At 71, Keith Richards steps up for a solo album that earns its place alongside both his and The Rolling Stones’ discography.

Because Richards is Mick Jagger’s songwriting partner and guitarist in The Stones, “Crosseyed Heart,” Richards’ first solo album in 23 years, often plays like the Stones minus Jagger.

That’s especially true of the ripping “Heart Stopper,” “Troubles” and — a song made in the image of first-generation rock ’n’ roller Chuck Berry — “Blues in the Morning.” The latter trio of “Crosseyed Heart” songs parallel classic tracks on the early ’70s Rolling Stones albums “Sticky Fingers” and “Exile on Main St.”

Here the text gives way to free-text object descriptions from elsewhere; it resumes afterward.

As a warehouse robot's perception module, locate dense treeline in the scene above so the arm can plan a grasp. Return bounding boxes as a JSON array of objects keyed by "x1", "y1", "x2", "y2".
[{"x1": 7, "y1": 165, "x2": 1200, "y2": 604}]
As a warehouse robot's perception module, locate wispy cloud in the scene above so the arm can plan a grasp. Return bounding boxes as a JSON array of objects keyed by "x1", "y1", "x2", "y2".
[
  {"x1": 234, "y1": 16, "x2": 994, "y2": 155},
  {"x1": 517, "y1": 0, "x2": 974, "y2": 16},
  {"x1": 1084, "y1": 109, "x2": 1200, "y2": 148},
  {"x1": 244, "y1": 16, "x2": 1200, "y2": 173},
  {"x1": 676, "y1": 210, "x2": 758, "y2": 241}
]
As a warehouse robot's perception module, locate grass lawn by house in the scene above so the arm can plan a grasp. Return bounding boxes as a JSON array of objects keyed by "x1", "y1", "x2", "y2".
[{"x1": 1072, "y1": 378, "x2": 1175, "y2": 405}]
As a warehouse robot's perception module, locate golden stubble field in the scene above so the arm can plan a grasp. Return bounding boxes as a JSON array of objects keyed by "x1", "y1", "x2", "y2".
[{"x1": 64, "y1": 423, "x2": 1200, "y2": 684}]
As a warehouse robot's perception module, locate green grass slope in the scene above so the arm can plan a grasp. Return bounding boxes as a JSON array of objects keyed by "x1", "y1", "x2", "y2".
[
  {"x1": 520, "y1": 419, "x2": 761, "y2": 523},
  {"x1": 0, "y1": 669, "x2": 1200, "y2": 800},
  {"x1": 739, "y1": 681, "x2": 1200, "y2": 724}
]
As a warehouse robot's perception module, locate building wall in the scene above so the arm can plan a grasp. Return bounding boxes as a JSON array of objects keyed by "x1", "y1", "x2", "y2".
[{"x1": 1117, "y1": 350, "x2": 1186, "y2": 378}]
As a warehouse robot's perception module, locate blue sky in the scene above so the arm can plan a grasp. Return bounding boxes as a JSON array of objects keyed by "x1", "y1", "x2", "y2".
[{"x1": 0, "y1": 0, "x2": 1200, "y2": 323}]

Richards rarely sang lead for Rolling Stones recordings but he does so well enough throughout “Crosseyed Heart.” In slow, softer selections, he even croons with warm sweetness.

Richards surrounds himself with longtime collaborators and a few guests who comfortably complement him. Norah Jones joins him for the poignant “Illusion.” Organists Spooner Oldman and Ivan Neville help set the soulful Muscle Shoals mood for “Lover’s Plea.” A three-piece horn section brings authentic reggae sound to the two Gregory Isaacs songs Richards adds to “Crosseyed Heart.”

John Wirt

Battles LA DI DA DI

On its third album, “La Di Da Di,” Battles goes full instrumental. Gone are the guest spots from Gary Numan found on the sophomore “Gloss Drop,” or even the bonkers melody lines that punctuated Battles’ debut “Mirrored.”

No, “La Di Da Di” is all about the music. And it’s great ... if you want to imagine what it would be like to be Kramer in the “Seinfeld” episode where he was dating Elaine’s roommate and kept jamming a mix of animal noises and African tribal songs.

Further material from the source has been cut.